Since ingress tool transfer typically involves the use of system processes, process monitoring is among the most important data sources for detecting it. However, unless you’re looking for known malicious or banned processes, you’ll want to build your detection analytics such that process names are supplemented by command-line arguments, file modifications, DLL module loads, and network connections.

Command-line monitoring

As is almost always the case, command-line arguments are among the best telemetry for observing and detecting adversaries loading malicious tools into your environment, particularly when used in concert with process monitoring and other data sources. Beyond detection, command lines may also serve as a pivotal point for investigation, especially in cases where something like a PowerShell or cURL command line includes URLs used to host remote content for download and execution.

Network connections

Network connection telemetry is a great source of enrichment data for detecting ingress tool transfer. While network connections offer fleeting value on their own, they’re extremely valuable in combination with process and command-line monitoring. Almost by definition, if you’re dealing with an adversary who is performing ingress tool transfer, an external network connection is happening somewhere.

Note: The collection sections of this report showcase specific log sources from Windows events, Sysmon, and elsewhere that you can use to collect relevant security information.

Sysmon Event ID 1: Process creation

The process creation event offers a wealth of information that security teams can use for detection, specifically via the following fields:

• ProcessId
• ProcessGuid
• Image
• Commandline
• CurrentDirectory
• ParentProcessGuid
• ParentProcessId
• ParentCommandLine

As is the case with a commercial EDR product, we can leverage the above to identify what process executed, the process that spawned it, and the commands or arguments that executed in conjunction with it.

Sysmon Event ID 3: Network connection

Though they are disabled by default, network connection events offer a variety of log data that you can use to investigate or detect suspicious ingress tool transfers. While network connections aren’t particularly useful on their own, they’re useful in conjunction with other data, and Event ID 3 collects all of the following:

• ProcessGuid
• ProcessId
• Image
• Protocol
• SourceIP
• DestinationIP
• DestinationHostname
• DestinationPort

Sysmon Event ID 11: File create

By definition, ingress tool transfers require the creation of files on an endpoint, and file creation events are populated whenever a file is created or overwritten. Since processes constantly create temp files during normal activity, Event ID 11 can be incredibly noisy without thoughtful tuning.

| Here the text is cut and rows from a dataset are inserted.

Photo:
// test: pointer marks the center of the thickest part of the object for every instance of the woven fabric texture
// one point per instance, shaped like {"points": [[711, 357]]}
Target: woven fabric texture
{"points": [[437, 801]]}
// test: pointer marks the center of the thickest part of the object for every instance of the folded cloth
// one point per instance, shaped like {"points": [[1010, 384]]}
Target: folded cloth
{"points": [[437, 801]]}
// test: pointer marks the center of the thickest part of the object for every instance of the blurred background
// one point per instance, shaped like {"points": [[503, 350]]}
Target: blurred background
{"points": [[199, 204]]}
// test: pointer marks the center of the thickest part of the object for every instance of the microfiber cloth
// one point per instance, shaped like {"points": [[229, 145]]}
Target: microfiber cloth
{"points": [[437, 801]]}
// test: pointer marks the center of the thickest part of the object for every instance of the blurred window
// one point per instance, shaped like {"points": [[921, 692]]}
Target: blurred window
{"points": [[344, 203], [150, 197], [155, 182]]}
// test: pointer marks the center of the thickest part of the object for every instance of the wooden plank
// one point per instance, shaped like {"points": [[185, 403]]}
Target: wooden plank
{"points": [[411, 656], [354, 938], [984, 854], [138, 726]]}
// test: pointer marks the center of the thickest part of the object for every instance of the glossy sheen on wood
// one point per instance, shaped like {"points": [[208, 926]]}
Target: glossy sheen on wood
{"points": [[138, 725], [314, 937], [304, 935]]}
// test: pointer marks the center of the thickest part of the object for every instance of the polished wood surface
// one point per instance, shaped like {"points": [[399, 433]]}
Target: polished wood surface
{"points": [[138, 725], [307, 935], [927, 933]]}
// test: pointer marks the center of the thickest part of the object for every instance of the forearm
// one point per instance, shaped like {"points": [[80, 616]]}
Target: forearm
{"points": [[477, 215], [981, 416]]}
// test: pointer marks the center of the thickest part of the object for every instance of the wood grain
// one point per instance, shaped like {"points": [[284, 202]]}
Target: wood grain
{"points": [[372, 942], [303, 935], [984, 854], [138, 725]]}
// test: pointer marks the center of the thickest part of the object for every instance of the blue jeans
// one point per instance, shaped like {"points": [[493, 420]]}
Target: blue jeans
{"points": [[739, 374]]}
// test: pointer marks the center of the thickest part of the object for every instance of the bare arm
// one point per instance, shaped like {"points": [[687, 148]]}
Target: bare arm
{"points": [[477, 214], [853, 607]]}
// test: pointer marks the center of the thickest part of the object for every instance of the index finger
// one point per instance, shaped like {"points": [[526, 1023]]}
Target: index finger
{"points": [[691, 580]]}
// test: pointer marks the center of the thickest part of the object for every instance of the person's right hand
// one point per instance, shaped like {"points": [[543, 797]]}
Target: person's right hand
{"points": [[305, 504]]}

However, you can use Event ID 11 to track the file creation history of processes that adversaries frequently abuse (like those listed in the analysis section above). Consider limiting collection to oft-abused processes, directories where adversaries tend to drop malware (AppData\Temp or C:\Users\Public, for example), or specific file extension types like image files, executables, DLLs, and scripts. Event fields of interest are:

• ProcessId
• ProcessGuid
• Image
• TargetFileName

Sysmon Event ID 22: DNS event

This is a newer event in Sysmon, but it can provide useful visibility into systems that may be communicating with C2 servers. According to Microsoft, this event will create a log whenever a process executes a DNS query, regardless of whether it succeeds or fails, cached or not. Logs from Event ID 22 offer additional network telemetry that can be incredibly useful in conjunction with the Event ID 3 logs listed above:

• ProcessGuid
• ProcessId
• QueryName
• QueryStatus
• QueryResult
• Image

Windows Security Event ID 4688: Process Creation

Process Creation (4688) events with command-line argument logging enabled is a great native source of telemetry for observing ingress tool transfer. A good understanding of baseline process relationships in your environment will help combat potential false positive alerts.